Todd Thomas Brown is an interdisciplinary artist who has dedicated 20 years to cultivating “spaces of encounter” - environments that facilitate happenstance social interaction through deepening and diversifying cultural participation. He says he draws his inspiration from the example of biodiversity that can be seen through the world's ecosystems, where everything is interdependent and evolving through a continuous interweave of relationships. Similar to what author and art critic Suzi Gablik once described as the “aesthetics of connection”, Brown states, “When people enter into a feeling of connection, they become more alive. It’s really that simple. . . and it’s remarkable how this immediately enlivens their own sense of a creative existence”.
Todd’s work spans visual arts, music, folkloric and contemporary dance, performative inquiry, and social-cultural/community-based initiatives. As a visual artist, Todd has 25 years combined experience in oil painting and mixed media. As a performing artist, Todd has been awarded grants in disciplines of music and theater from the San Francisco Foundation, Zellerbach Family Foundation, the San Francisco Arts Commission. His projects include collaborative music ensemble Nefasha Ayer - The Space of in Between, dance-theater production of Teobi's Dreaming - A performative Inquiry into Biology and Being, This. Now. - a choreographic work presented in 2016 at Dance Mission's D.I.R.T. Festival and PUSHfest Dance Festival at ODC Theater in San Francisco, and the 2017 interdisciplinary performance ensemble Scarlett Cushion.
Todd has performed and/or presented work at Brava Theater, Z Space, Yerba Buena Center for the Arts, Stage Werx, Yerba Buena Gardens Festival, CounterPulse, Bumbershoot Festival, the de Young Museum, the Mondavi Center for Performing Arts, Vorpal Gallery, ArtMarket/Budapest, Hungary, the Errol Barrow Center for Creative Imagination, Bridgetown, Barbados, La Noche and La Casona, Lima, Peru, WunderKammer, Naples, Italy, and Festival de Teatro Panameño, Panama City, Panama. He has taught at the Perry Mansfield Performing Arts School in Steamboat Springs, CO, the Architecture Department at the University of the Academy of Art in San Francisco, and has served as Project Director and Music Curator for Flying Under the Radar Festival of the Arts, a bi-national arts festival framed around multidisciplinary collaborative partnerships between artists of the San Francisco/Bay Area and Rio de Janeiro, Brazil.
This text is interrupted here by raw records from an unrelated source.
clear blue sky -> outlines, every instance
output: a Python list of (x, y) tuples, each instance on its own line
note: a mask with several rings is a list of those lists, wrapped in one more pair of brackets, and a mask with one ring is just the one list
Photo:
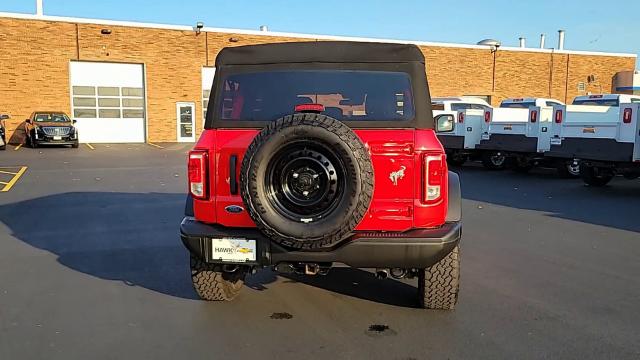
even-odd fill
[[(153, 4), (153, 6), (151, 5)], [(35, 0), (0, 0), (0, 11), (34, 12)], [(45, 15), (474, 44), (640, 54), (640, 0), (44, 0)]]

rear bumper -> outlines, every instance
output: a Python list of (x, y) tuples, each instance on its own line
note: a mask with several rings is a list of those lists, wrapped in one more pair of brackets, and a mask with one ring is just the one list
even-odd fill
[(538, 138), (525, 135), (491, 134), (489, 140), (481, 140), (476, 149), (517, 153), (538, 152)]
[(615, 139), (564, 138), (560, 145), (551, 145), (544, 153), (548, 157), (631, 162), (633, 143), (622, 143)]
[(78, 142), (78, 139), (63, 137), (62, 140), (53, 140), (52, 138), (43, 139), (42, 136), (40, 136), (39, 139), (33, 139), (33, 141), (38, 145), (73, 145)]
[(357, 268), (427, 268), (447, 256), (462, 236), (460, 222), (446, 223), (437, 229), (415, 229), (404, 233), (358, 232), (333, 249), (318, 251), (289, 250), (257, 229), (226, 228), (204, 224), (185, 217), (180, 237), (187, 249), (198, 258), (212, 262), (214, 238), (257, 240), (257, 256), (249, 265), (270, 266), (283, 262), (337, 262)]

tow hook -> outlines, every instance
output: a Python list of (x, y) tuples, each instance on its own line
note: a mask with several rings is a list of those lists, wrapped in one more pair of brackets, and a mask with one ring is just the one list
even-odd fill
[(304, 264), (305, 275), (318, 275), (318, 272), (320, 272), (318, 264)]
[(407, 269), (393, 268), (389, 272), (394, 279), (404, 279), (407, 276)]
[(389, 277), (389, 270), (387, 269), (376, 269), (376, 277), (380, 280), (386, 279)]

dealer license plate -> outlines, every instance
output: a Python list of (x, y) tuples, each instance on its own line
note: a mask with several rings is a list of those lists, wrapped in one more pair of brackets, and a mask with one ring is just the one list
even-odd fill
[(62, 140), (62, 136), (54, 136), (53, 140)]
[(561, 145), (562, 139), (551, 139), (551, 145)]
[(256, 241), (237, 238), (212, 239), (211, 259), (229, 262), (256, 261)]
[(482, 140), (489, 140), (491, 136), (489, 134), (482, 134)]

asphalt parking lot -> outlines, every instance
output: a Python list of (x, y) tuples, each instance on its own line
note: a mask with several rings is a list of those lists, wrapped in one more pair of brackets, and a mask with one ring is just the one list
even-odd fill
[(177, 233), (189, 146), (163, 146), (0, 153), (26, 167), (0, 192), (0, 359), (640, 358), (640, 181), (456, 169), (455, 312), (351, 269), (206, 303)]

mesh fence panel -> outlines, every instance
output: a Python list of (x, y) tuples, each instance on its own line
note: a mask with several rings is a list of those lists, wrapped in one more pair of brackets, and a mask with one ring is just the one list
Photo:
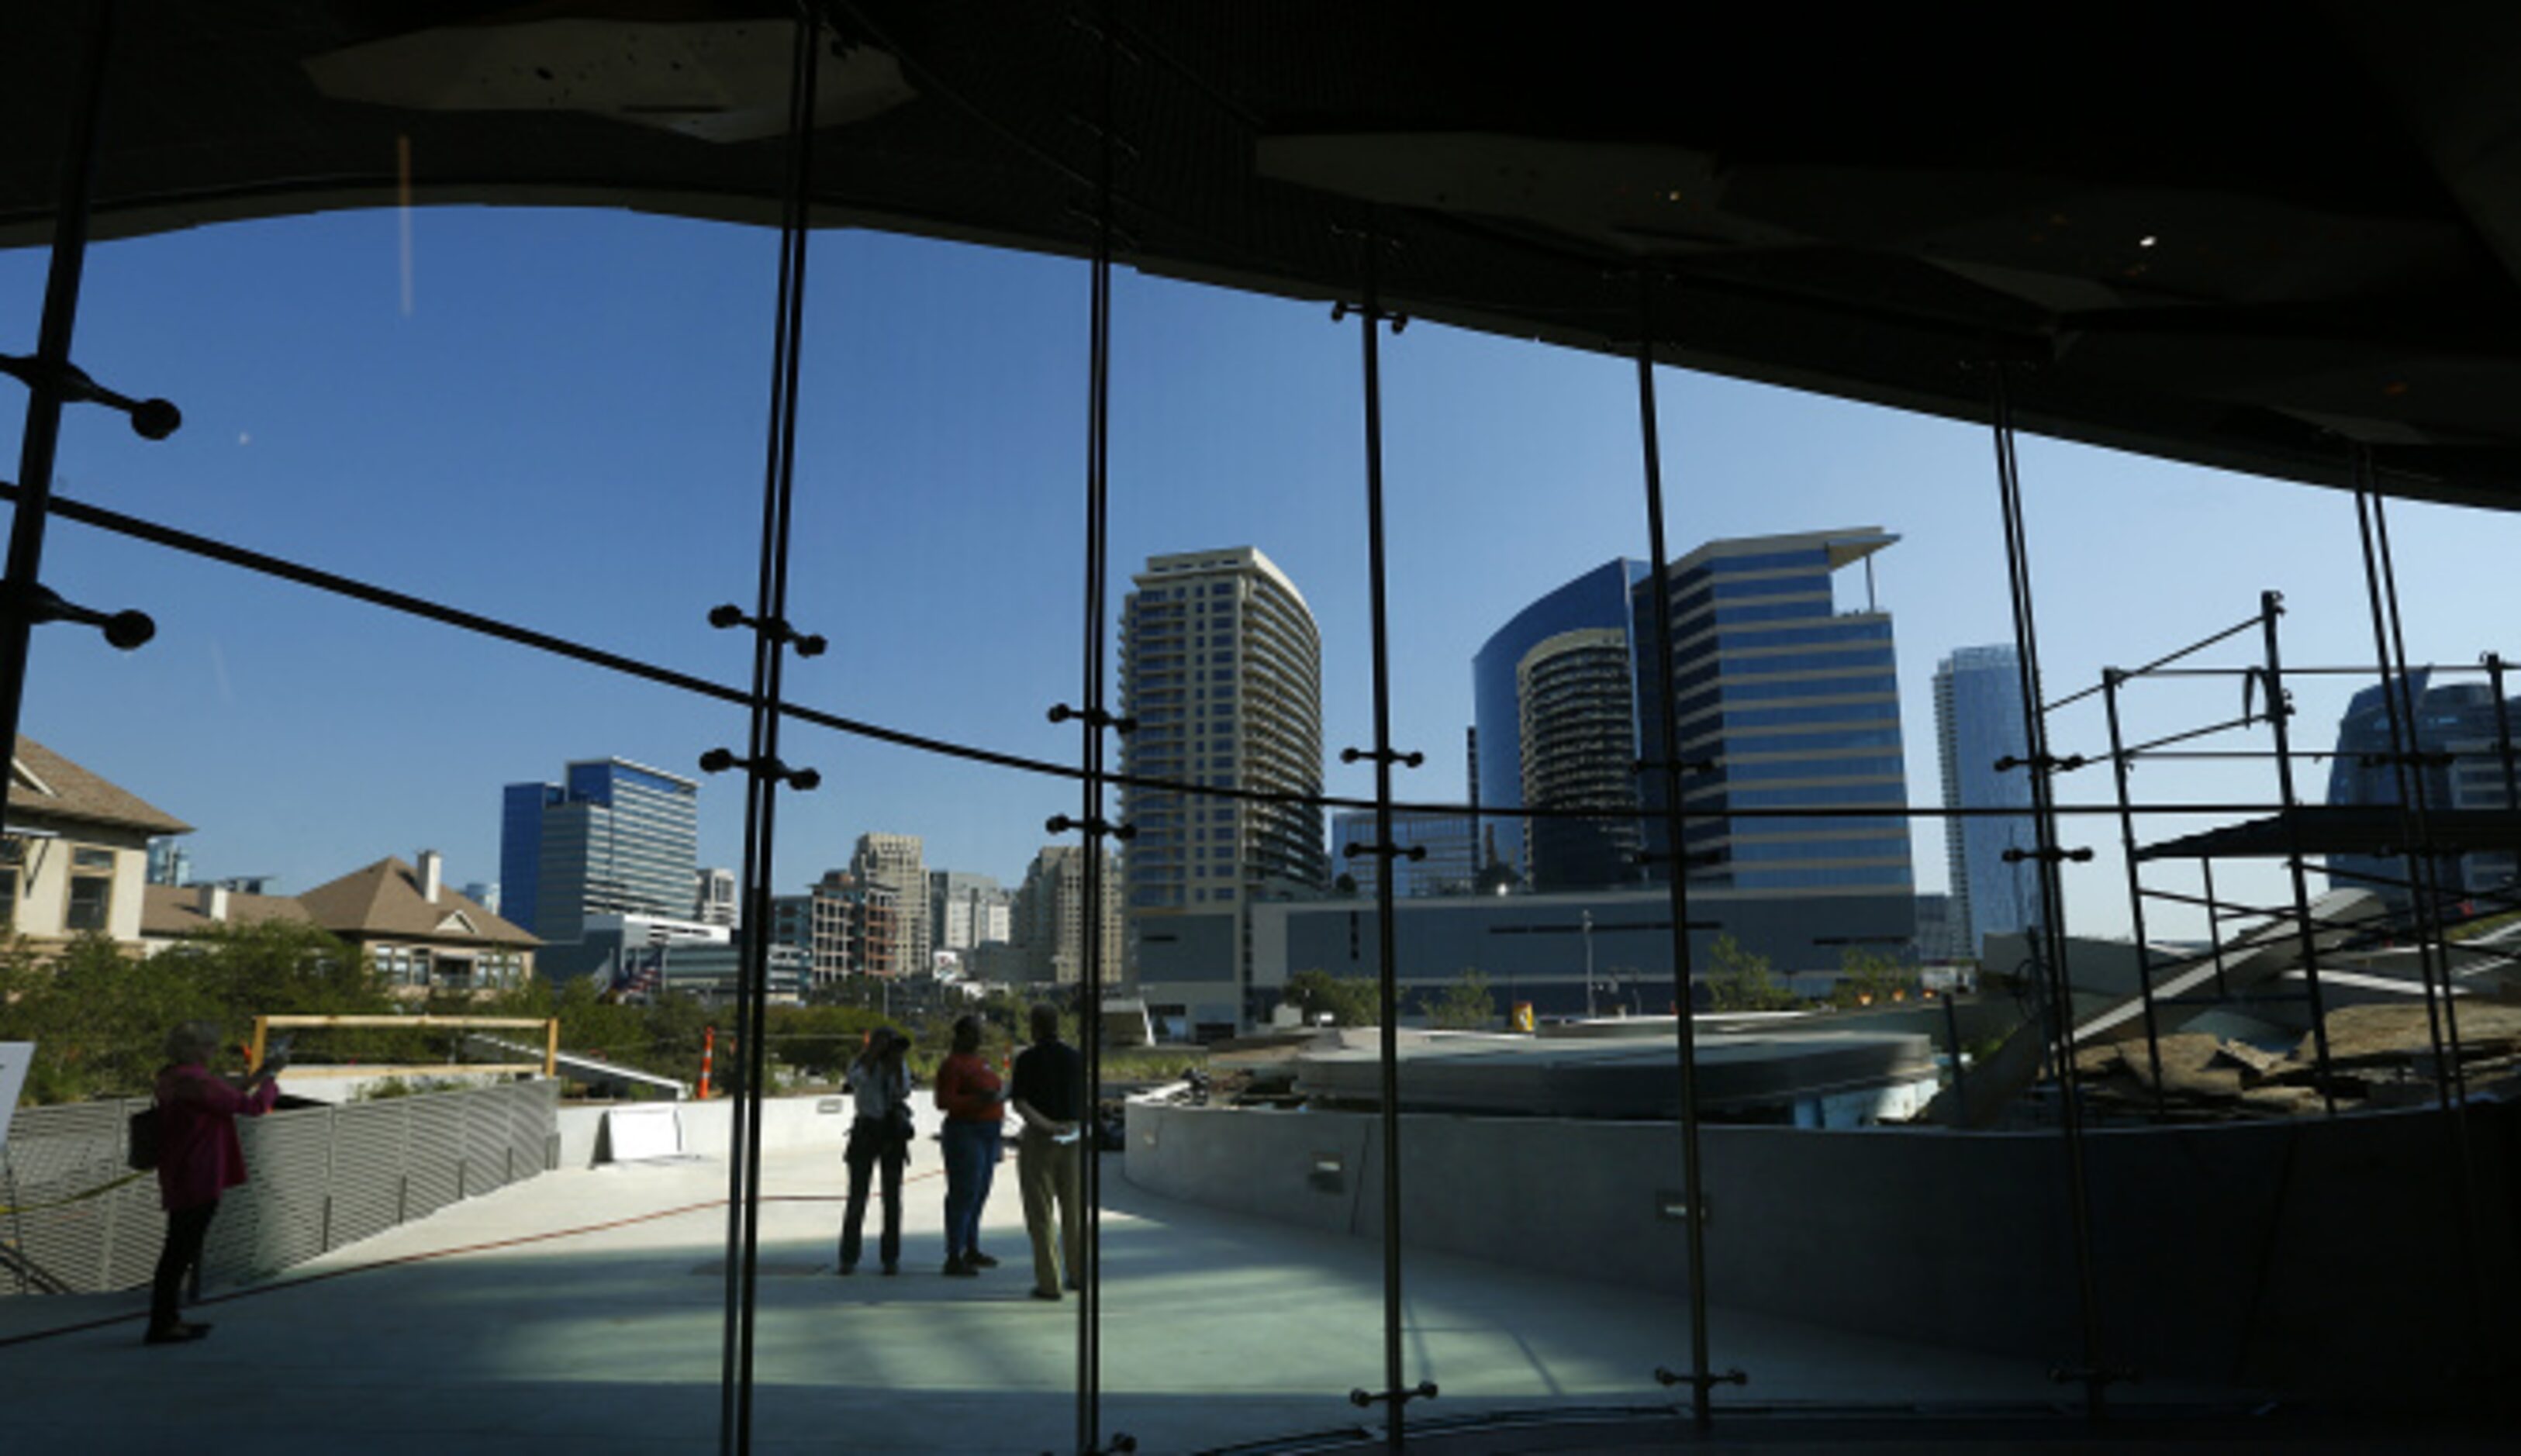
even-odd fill
[(464, 1197), (505, 1188), (515, 1172), (509, 1156), (508, 1102), (505, 1088), (493, 1088), (464, 1104)]
[(407, 1099), (353, 1103), (333, 1115), (333, 1242), (380, 1234), (403, 1218), (411, 1153)]
[(202, 1282), (234, 1284), (324, 1251), (333, 1112), (310, 1108), (241, 1119), (252, 1181), (219, 1200), (202, 1250)]
[(445, 1096), (409, 1098), (406, 1105), (411, 1147), (403, 1163), (403, 1217), (426, 1218), (466, 1196), (464, 1109)]
[[(165, 1237), (157, 1179), (124, 1165), (142, 1101), (27, 1108), (0, 1172), (0, 1295), (145, 1285)], [(268, 1277), (550, 1166), (559, 1087), (533, 1081), (247, 1119), (252, 1180), (220, 1202), (206, 1284)]]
Among Todd’s long-term social practice projects are the Red Poppy Art House of San Francisco (2003-present), the Mission Arts & Performance Project/MAPP (2003-present). In 2015, Todd was named to Yerba Buena Center for the Arts YBCA 100 list, an annual compilation of the creative minds, makers, and pioneers that are asking the questions and making the provocations that are propelling new culture making across the nation. He was also a recipient of a 2006 Mastermind award in arts by the San Francisco Bay Guardian.
Todd has participated in artist residencies and/or fellowships with San Francisco’s de Young Museum (2009, 2011/12), Residencia el Otro Lado, Chiapas, MX. 2009/10), and CounterPulse's EDGE Residency in San Francisco, California (2016/17).
Since 2019, Todd has been based in the medieval mountain village of Fontecchio, Abruzzo, Italy, located within the Sirente-Velino Regional Park. Here he has been working with the local mayor, Sabrina Ciancone, and artist collectives from the local region of L’Aquila, to imagine new cultural possibilities to re-enliven villages such as Fontecchio which have suffered ongoing depopulation since the end of WWll. Present initiatives include the Fontecchio International Airport, a ‘space of encounter’ seated within a 19th century noble house to host international artist residencies and community-engaged events. In October, 2020, in collaboration with local artists and property owners, a festival similar to San Francisco’s MAPP was launched, with 50 artists animating 11 different locations, and drawing 200 attendees, throughout Fontecchio’s sparsely populated historic center. Local community members said it was the largest event in recent memory (in a village with a population of 350, one that 100 years ago had a population above 1300).